Aduzi anteriormente que Deus, na Sua acção espiritual no Universo, não necessita de romper com as leis da natureza. Nem sequer nos casos mais extraordinários dessa acção (aquilo a que podemos denominar de “milagres”) precisamos de supor que tais leis são quebradas.
Por Alexandre Freire Duarte
Se assim é, um milagre até pode ser estimado (embora não forçosamente) como uma acção que, suscitada por Deus e de natureza causal espiritual (e não física), potencia a ocorrência de algo que, embora estatisticamente improbabilíssimo, não é, por tais próprias leis, impossível.
É um facto que Deus, sendo Deus (e assim lógico, sobretudo no Amor que Ele é), não pode realizar algo que seja uma contradição, como, por exemplo, fazer com que uma pessoa com um cancro em fase terminal recupere totalmente e, ao mesmo tempo e sob o mesmo aspecto, fique naqueloutra condição enferma. Mas isso não seria nunca o caso da, bem compreendida, acção espiritual de Deus na Sua criação, quer tal acção fosse incomum (como operar aquela cura), quer fosse discreta e indetectável. Tal acção só seria um contrassenso se se cresse que o Universo é suscitado por Deus como um sistema isolado à Sua intervenção, o que não é o caso.
Deveras, crendo-se num Deus-Amor, tal como os cristãos crêem, o virtualmente impossível seria que Ele suscitasse uma Criação que O impedisse de nela agir ou, então, que Ele Se afastasse e desinteressasse dela. Mas esse não é o caso. E não o é, não só porque a Criação não foi criada há milhões de milhões de anos, antes está a ser criada a cada momento, mas também porque há evidências, de índole pessoal, para, ao acreditarmos em Deus, admitirmos que Deus suscitou um Universo com leis tais que garantam que a Sua intervenção é possível e que, em alguns casos e como ainda referirei mais à frente nesta rubrica, até chega a ser requerida.
É evidente que as ciências naturais, para também poderem funcionar na base da regularidade e da predição decorrentes e descritas pelas próprias leis naturais, não podem considerar causas espirituais que interfiram nos processos por si estudados.

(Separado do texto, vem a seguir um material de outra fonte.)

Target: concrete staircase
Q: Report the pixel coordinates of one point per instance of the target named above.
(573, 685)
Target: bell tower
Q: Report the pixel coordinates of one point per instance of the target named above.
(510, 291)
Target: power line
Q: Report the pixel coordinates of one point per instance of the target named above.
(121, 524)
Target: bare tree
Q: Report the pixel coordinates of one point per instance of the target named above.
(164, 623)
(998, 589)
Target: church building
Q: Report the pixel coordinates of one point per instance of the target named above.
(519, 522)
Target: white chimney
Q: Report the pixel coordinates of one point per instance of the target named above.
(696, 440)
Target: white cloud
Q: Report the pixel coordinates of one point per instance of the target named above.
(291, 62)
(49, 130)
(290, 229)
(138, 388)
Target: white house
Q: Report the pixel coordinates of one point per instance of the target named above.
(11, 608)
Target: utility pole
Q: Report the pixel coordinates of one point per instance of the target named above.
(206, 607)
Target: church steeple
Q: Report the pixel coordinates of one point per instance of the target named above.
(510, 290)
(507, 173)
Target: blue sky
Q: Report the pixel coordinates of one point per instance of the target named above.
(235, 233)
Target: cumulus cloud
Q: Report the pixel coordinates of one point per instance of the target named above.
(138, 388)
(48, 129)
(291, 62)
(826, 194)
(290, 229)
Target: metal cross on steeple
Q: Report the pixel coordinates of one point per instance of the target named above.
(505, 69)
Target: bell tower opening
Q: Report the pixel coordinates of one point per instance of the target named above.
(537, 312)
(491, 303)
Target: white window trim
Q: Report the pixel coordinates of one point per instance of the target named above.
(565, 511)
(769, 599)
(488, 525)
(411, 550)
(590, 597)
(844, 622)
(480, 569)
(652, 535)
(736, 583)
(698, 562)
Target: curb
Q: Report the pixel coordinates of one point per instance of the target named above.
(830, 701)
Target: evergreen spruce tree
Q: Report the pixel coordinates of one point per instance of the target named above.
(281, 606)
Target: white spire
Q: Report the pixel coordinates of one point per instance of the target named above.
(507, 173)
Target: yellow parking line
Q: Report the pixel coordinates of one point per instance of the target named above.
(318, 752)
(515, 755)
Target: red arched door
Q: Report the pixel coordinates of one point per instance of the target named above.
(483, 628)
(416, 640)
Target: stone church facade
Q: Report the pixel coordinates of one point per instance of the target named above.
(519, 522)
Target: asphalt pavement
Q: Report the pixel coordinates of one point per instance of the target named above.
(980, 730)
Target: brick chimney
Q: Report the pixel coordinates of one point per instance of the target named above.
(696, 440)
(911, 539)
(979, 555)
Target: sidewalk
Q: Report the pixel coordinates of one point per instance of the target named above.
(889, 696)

Todavia, isso não significa que tais causas (como seria qualquer acção de Deus) não existam. Elas existem sim, por mais que as mesmas não possam ser totalmente explicadas mediante tais regularidades.
De facto, basta olhar para nós, seres humanos, para as constatarmos. Nós, com as nossas decisões pessoais, estamos sempre a interferir com o que seria regular e previsível, mas sem que isso negue a realidade das leis da natureza, ou nem sequer as rompa. Creio que bastará um exemplo singular para ilustrar esta afirmação: qualquer um de nós ficaria com a cabeça molhada se, estando a chover e andássemos num descampado, não protegêssemos, de alguma forma, a cabeça.